ABOUT FISHER’S PEAK
Its history, current status, and future
Fisher’s Peak, the highest of the Raton Mesas along the Colorado/New Mexico border, has for generations been the sentinel watching over the residents of the City of Trinidad. For centuries, travelers knew when they saw this iconic landmark, they had arrived or were leaving the colorful state of Colorado. Historical legend tells of a German artillery officer, Captain Waldemar Fisher, for whom the Peak was named, who commanded a battery in the Army of the West that camped at its foot in 1846. On their way to Santa Fe during the Mexican American War, Fisher had apparently unsuccessfully attempted to climb this massive mountain to gain his bearings along the Santa Fe Trail.
The Peak’s volcanic cliffs, formed by horizontal lava flows more than a million years ago, is surrounded by miles of creek corridors, and acres of forest, wetlands and grasslands. Local populations of elk, mule deer, black bear, mountain lion, bobcat and others are supported by the intact nature of the property. As a private ranch, the wildlife was managed through hunting and habitat improvement. Unfortunately, because it was privately owned, residents and visitors of the area could not access the very property the city identified with. That is soon to change.
After months of collaboration between The Trust for Public Land, The Nature Conservancy, The City of Trinidad, GoCo Colorado and others, a plan that was in the works for several years culminated on Sept. 5, 2019, when Colorado Governor Jared Polis issued an executive order that will make Fisher’s Peak the 42nd and the second largest state park in Colorado. The 19,200-acre ranch will be open to outdoor adventure, but will be protected by a conservation easement to prevent future development and to protect its natural resources, addressing ecological priorities as well as outdoor recreation areas for camping, cycling, hiking, hunting and fishing. The hope is that the land will be open to the public in the fall of 2021.
SCENIC HIGHWAY OF LEGENDS
Trinidad is the starting point for the Scenic Highway of Legends, an 82-mile, two-hour scenic drive.
The Scenic Highway of Legends will take you over passes and through local towns and villages, each with its own history, tall tales, and scenery. These sights include the Sangre de Cristos, the Spanish Peaks, the red rock abutments of the Dakota Wall, and Devil’s Stairsteps; Cokedale, where you will notice original coke ovens that look more like Roman ruins than a western frontier; and a 35-mile extension that was recently added from the town of Aguilar on I-25 west over the 11,248-foot Cordova Pass, which reconnects to Colorado Highway 12 at Cuchara Pass.

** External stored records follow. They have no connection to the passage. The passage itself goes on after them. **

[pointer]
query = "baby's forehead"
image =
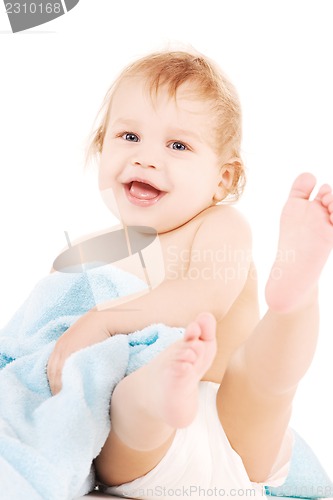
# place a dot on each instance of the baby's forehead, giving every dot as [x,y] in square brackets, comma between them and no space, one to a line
[187,95]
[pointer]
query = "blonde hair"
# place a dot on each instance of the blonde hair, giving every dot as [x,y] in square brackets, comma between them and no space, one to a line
[171,69]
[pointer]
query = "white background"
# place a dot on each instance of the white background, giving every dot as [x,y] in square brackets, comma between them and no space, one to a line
[54,77]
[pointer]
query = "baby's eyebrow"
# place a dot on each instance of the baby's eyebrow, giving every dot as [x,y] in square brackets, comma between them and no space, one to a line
[191,134]
[124,122]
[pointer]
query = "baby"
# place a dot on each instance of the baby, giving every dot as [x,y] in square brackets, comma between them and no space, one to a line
[212,410]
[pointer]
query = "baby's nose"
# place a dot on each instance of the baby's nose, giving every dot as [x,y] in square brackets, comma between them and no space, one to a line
[148,159]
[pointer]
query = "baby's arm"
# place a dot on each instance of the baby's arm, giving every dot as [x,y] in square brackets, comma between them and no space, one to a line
[211,283]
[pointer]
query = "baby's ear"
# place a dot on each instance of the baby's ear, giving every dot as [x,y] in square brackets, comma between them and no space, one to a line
[227,179]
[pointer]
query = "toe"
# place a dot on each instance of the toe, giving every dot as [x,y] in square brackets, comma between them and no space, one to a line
[324,191]
[192,331]
[326,199]
[207,324]
[303,186]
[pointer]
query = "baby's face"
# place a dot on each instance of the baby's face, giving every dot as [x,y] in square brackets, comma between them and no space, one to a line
[158,167]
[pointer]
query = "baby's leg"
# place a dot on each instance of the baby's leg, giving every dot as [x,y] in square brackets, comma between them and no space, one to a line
[151,403]
[260,383]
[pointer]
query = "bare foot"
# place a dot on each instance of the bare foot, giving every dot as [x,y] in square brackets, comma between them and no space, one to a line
[180,368]
[306,239]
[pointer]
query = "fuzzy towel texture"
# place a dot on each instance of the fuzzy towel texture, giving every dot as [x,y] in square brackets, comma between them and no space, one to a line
[47,444]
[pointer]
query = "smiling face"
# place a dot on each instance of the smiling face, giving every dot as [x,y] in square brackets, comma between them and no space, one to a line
[158,162]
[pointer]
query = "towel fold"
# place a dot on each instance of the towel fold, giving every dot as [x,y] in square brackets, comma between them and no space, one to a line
[47,444]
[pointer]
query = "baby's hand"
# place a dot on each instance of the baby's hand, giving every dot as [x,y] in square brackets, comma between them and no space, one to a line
[88,330]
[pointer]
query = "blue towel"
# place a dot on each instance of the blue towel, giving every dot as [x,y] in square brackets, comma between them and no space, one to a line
[47,444]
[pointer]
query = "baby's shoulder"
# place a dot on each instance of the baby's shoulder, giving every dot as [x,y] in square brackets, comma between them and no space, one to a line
[225,220]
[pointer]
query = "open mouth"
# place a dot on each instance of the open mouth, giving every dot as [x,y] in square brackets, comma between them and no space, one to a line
[142,193]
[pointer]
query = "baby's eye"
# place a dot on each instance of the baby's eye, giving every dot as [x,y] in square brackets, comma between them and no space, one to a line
[178,146]
[129,136]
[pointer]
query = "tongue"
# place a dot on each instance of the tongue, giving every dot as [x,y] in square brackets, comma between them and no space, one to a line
[143,191]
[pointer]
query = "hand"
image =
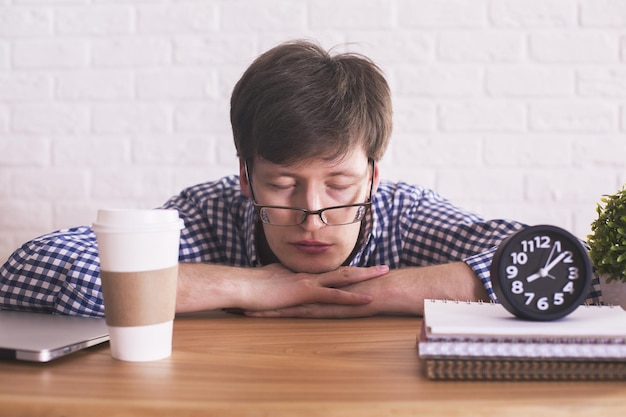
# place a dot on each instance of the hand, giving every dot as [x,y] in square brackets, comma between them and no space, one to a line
[283,288]
[401,291]
[545,271]
[203,286]
[371,288]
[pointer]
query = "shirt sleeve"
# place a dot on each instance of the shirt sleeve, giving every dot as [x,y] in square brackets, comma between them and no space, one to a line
[441,232]
[55,273]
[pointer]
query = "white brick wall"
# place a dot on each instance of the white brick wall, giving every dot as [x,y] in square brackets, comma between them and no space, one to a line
[514,108]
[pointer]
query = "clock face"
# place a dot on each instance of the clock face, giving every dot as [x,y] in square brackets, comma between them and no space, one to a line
[541,273]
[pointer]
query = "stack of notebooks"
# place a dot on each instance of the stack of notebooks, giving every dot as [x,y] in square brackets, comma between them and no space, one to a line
[483,341]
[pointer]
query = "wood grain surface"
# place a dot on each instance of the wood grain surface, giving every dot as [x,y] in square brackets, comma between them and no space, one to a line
[229,365]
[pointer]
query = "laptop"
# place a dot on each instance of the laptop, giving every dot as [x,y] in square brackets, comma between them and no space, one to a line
[41,337]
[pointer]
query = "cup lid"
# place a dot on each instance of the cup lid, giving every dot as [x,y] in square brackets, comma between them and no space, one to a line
[112,220]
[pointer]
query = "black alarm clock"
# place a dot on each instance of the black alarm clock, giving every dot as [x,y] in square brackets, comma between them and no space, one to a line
[541,273]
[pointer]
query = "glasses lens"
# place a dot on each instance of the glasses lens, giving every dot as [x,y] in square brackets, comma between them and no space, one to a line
[343,215]
[334,216]
[281,216]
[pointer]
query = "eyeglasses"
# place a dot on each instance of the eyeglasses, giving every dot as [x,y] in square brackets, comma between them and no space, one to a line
[330,216]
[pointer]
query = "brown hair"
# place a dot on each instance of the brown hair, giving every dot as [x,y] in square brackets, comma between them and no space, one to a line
[297,101]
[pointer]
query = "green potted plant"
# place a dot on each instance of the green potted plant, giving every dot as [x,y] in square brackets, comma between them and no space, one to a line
[607,243]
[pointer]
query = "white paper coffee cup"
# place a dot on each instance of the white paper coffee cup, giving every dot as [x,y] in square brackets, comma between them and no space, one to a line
[138,252]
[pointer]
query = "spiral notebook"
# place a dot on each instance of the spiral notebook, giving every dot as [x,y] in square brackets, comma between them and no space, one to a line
[467,340]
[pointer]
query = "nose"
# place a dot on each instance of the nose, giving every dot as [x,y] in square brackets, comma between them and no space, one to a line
[313,201]
[312,223]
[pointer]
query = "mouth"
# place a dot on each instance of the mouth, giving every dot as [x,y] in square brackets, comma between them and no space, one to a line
[311,247]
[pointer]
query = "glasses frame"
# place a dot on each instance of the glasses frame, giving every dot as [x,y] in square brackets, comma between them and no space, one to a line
[306,213]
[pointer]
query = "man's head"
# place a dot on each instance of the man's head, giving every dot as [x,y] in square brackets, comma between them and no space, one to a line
[297,101]
[308,127]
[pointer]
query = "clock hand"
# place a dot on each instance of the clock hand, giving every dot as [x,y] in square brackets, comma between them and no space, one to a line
[544,272]
[550,256]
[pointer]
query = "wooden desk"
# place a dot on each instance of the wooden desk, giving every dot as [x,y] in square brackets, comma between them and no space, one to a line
[236,366]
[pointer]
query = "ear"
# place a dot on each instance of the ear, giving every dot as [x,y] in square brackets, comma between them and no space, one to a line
[243,180]
[376,178]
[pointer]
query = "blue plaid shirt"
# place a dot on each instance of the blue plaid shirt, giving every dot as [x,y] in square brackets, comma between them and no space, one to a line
[408,226]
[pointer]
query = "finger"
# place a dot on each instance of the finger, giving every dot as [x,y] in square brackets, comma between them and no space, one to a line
[317,311]
[341,297]
[350,275]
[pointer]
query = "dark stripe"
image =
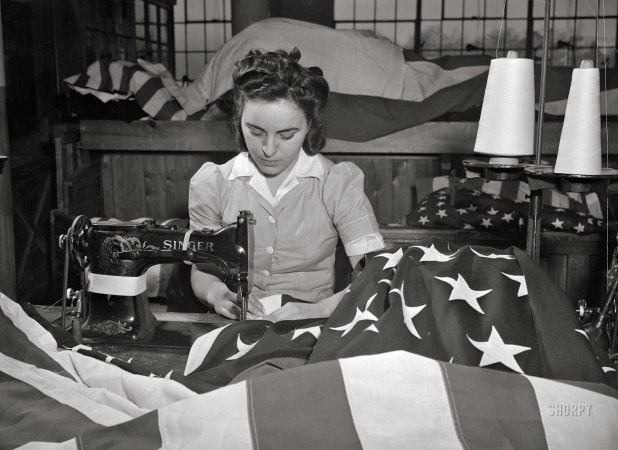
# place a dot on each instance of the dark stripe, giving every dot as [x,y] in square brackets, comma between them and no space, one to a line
[106,79]
[168,109]
[493,409]
[304,408]
[29,415]
[125,81]
[82,80]
[147,91]
[140,433]
[15,344]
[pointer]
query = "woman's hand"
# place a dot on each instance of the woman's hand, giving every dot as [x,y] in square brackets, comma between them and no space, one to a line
[211,291]
[295,311]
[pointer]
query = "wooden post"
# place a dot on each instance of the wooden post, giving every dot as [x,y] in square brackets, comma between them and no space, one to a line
[7,238]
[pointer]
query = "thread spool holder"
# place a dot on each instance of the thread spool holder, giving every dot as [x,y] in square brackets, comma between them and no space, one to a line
[544,177]
[497,172]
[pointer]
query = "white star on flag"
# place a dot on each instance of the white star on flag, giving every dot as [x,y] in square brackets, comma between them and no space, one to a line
[486,223]
[496,351]
[557,223]
[523,287]
[364,315]
[243,349]
[393,258]
[315,331]
[583,333]
[492,255]
[409,312]
[431,254]
[461,291]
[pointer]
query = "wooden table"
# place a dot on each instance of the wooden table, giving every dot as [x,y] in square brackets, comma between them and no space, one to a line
[166,350]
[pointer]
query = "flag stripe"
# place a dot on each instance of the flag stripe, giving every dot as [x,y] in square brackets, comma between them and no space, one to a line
[494,409]
[19,347]
[141,433]
[567,420]
[219,419]
[408,407]
[23,405]
[303,408]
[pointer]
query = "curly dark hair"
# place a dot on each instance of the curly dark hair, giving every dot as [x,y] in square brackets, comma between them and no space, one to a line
[273,76]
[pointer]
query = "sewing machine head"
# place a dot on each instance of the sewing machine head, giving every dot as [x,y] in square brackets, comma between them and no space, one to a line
[115,256]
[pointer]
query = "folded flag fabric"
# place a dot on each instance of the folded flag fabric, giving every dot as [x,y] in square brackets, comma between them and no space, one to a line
[476,210]
[433,346]
[512,190]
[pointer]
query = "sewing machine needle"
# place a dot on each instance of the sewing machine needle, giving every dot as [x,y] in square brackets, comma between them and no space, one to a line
[243,305]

COMANCHE NATIONAL GRASSLAND
Dinosaur Tracks & Rock Art
81 Miles from Trinidad | 719.384.2181
Just to the south of La Junta and home to the Picket Wire Canyonlands, you will find the largest known dinosaur track site in North America. Go back in time, and walk alongside more than 1,500 brontosaurus and allosaurus footprints that date back 150 million years. Tour guides help you learn the whole story of the track site, sharing stories and information about what scientists have learned from these tracks. Rock art images and dwelling remains shed light on the lives of the prehistoric people who once inhabited these lands.
TOUR THE AREA
AVE MARIA SHRINE
The Ave Maria Shrine is on the hillside of the Mt. San Rafael Hospital and is one of the most beautiful and mysterious landmarks in Trinidad. It is said that in 1908 a physician caught in a storm was led by a flickering light to a statue of the Virgin Mary that mysteriously appeared on this hillside. This Shrine is now a sanctuary of peace.
The shrine is not open to the public.
To visit the shrine call: 719.846.3369
LUDLOW HISTORIC MONUMENT
Fifteen miles north of Trinidad is the Ludlow Historic Monument, the site of the Ludlow Massacre. The Ludlow Massacre Memorial is the most sacred place of the working class. The restoration undertaken by the United Mine Workers of America includes a miner’s tent camp, storyboards and photos that recount the encounter between the Colorado National Guard and striking coal miners that left 20 people dead.
15 Miles from Trinidad
SIMPSON’S REST & TRINIDAD SIGN
Standing high above Trinidad on a historic sandstone bluff is Simpson’s Rest. With the Trinidad sign perched on top and lit at night it is easy to spot. The bluff that overlooks the city from the north can be reached using the road at the western end of North Avenue. Once there, you will have spectacular views. Buried at the top of the Rest is George S. Simpson (1818-1885) a famous scout, trader, explorer, and trailblazer. This spot is also noted for its fossilized remains of pre-historic life forms that have been preserved within the strata.